9781422280393
Muscular Dystrophy and Other Neuromuscular Disorders
Genes and How You Became You Human beings inherit traits, such as height, hair color, eye color, and the shape of facial features, from their parents. These traits are determined at the time of conception, when a sperm cell is united with an egg cell, creating a new human being. Information about these traits is carried in genes. Some traits are determined by a single pair of genes, one from each parent; other, more complex, traits involve many genes. Every cell in the body contains a nucleus, and within each nucleus are 46 microscopic, threadlike chromosomes , 23 from each parent. These 23 pairs of chromosomes carry the genes inherited from each parent. Each pair of chromosomes carries tens of thousands of paired genes. Traits resulting from all but one of these 23 pairs of chromosomes are unrelated to whether they came from the male or female parent. In that one pair of chromosomes, called the X and Y chromosomes, the source may matter. For example, the gene that determines whether a child will be male or female is found on the male chromosome of that 23rd pair. The male parent has one X - chromosome and one Y - chromosome. The female parent has two X-chromosomes.
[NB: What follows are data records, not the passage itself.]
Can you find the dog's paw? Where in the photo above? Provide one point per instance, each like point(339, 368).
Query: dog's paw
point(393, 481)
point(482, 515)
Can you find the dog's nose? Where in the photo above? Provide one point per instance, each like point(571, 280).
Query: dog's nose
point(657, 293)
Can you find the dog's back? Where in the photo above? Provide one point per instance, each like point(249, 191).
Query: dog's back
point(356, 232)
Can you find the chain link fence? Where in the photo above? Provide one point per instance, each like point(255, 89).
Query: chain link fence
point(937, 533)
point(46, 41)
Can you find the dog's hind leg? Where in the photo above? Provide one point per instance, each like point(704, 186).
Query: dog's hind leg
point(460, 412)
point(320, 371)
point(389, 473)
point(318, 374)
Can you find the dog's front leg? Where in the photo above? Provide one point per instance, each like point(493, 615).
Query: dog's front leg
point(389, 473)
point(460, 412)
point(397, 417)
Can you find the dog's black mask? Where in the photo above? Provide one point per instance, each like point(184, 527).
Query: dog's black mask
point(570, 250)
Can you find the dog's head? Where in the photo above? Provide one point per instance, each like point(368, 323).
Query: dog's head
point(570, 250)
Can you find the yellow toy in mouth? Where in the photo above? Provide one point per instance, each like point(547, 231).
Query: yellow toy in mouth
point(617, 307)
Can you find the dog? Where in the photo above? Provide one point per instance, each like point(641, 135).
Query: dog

Therefore a female will always pass on a gene from an X chromosome, but the male will pass on genes from his X chromosome about half the time, and from his Y chromosome about half the time. If the male passes on a gene from the Y-chromosome, the child will then have one X and one Y gene, and will therefore be male. If the male passes on a gene from the X-chromosome, the child will have two X genes, one from each parent, and will therefore be female.